More of her science writing has appeared in Smithsonian, Slate, NatureNational Geographic, ComedyCentral.com, the Onion/A.V. Club, mental_floss, and on TV and radio. Her fiction has a appeared in publications including Paper Darts, Revolver, the Indiana Review, McSweeney’s Book of Politics and Musicals, and earned the semi-annual Richard Hugo House Founders’ Award and first place in Literary Death Match 100 and Write Fight #1.

Previously, she was a research and evaluation associate at the Science Museum of Minnesota, doing science about how people learn about science. Research affiliations include the National Science Foundation, the National Institutes of Health, Purdue University, the University of Notre Dame, and the Nanoscale Informal Science Education Network (NISE).

And in another life, she performed her work at Joe’s Pub, the Guthrie Theatre, People’s Improv Theater, Upright Citizens Brigade Theatre, Rififi, the Seattle Poetry Festival, the Walker Art Center, the Wheeler Centre’s “Interrobang: A Festival of Questions”Rockstar Storytellers, and for All Things Considered, A Beautiful World, College Humor, Kevin Kling’s Storycraft, NPR’s Story Forms, and various podcasts including Stephen Dubner’s Tell Me Something I Don’t Know and Regret Labs.

Maggie would love to talk to you, any time, about so many things but especially your relationship with science.

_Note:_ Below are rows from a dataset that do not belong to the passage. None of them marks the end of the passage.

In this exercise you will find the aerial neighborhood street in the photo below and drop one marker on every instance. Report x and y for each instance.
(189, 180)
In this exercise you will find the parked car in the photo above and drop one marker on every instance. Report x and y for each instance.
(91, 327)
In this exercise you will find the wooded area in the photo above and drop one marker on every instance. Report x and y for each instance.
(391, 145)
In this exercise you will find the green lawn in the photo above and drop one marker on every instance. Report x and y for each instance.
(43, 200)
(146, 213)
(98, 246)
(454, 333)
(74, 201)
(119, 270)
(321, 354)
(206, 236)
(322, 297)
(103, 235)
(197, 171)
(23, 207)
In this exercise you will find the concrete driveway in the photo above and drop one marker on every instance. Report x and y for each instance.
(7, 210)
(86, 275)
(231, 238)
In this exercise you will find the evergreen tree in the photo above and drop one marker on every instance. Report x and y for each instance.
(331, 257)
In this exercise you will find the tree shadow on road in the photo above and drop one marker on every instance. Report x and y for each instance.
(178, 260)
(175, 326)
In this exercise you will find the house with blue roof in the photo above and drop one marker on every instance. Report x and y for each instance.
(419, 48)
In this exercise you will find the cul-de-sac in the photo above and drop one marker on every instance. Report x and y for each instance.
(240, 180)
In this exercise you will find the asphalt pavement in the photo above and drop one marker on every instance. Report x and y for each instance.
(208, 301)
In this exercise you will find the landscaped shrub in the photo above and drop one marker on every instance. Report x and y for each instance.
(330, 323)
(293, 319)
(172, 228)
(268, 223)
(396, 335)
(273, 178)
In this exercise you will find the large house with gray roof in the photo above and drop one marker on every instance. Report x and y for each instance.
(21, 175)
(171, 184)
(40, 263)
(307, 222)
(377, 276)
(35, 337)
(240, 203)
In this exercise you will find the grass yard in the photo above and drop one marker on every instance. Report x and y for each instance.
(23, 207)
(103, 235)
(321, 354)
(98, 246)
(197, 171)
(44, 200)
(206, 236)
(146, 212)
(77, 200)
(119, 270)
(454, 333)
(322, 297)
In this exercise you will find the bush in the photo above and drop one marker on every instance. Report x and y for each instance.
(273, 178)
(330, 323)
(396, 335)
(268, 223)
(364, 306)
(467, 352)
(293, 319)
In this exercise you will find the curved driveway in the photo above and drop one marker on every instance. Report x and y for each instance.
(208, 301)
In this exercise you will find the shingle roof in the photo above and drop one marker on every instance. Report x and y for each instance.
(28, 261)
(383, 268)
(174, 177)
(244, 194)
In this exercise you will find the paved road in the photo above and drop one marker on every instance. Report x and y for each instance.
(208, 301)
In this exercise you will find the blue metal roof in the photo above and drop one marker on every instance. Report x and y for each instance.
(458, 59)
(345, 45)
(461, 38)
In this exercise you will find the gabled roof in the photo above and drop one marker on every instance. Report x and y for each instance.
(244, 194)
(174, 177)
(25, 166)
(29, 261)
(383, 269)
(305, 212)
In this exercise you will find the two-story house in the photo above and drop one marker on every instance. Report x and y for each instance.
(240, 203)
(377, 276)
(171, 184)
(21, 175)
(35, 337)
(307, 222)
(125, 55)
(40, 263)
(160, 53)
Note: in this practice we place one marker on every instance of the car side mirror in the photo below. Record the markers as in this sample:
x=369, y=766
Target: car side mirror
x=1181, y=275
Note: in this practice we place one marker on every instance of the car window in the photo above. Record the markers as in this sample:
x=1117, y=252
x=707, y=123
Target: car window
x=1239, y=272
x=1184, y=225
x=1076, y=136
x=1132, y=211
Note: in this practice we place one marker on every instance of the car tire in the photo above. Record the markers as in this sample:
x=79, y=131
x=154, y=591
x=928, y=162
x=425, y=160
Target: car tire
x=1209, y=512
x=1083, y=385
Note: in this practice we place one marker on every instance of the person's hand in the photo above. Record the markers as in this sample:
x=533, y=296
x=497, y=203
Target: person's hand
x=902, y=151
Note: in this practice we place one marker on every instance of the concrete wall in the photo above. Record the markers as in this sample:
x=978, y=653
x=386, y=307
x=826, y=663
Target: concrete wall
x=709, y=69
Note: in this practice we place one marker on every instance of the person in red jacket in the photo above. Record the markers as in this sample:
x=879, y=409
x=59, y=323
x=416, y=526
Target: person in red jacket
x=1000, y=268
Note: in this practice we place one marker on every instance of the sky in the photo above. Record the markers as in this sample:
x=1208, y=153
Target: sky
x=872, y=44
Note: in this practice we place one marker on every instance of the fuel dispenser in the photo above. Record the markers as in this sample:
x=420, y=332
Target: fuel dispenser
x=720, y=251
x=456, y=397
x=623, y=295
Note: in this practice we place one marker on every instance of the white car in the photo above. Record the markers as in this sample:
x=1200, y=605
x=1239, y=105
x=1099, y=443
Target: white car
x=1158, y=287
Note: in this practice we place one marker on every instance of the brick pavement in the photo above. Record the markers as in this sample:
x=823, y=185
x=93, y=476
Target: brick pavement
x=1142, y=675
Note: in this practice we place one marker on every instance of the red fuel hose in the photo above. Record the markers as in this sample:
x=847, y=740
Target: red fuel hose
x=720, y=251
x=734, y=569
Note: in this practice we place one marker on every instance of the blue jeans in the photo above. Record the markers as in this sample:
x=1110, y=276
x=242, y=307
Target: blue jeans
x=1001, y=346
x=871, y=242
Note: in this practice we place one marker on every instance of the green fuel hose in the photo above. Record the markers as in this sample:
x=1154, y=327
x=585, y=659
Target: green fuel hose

And/or radical imagination as means to collective liberation. And/or cetaceans. Please drop a line.


2 Comments on “Who Is This Now?”

  1. After clicking over here from your Paper Darts interview, I was really excited to find someone else in the Twin Cities with a WP site of literary humor. But once I got here and saw you are a Mac grad, I realized I think I already know you. Were we in Wang PIng’s Intro to Poetry together, probably 10 years ago now?
    Anyhow, I’m really enjoying reading through the great work you’ve got on here and am looking forward to keeping up in the future.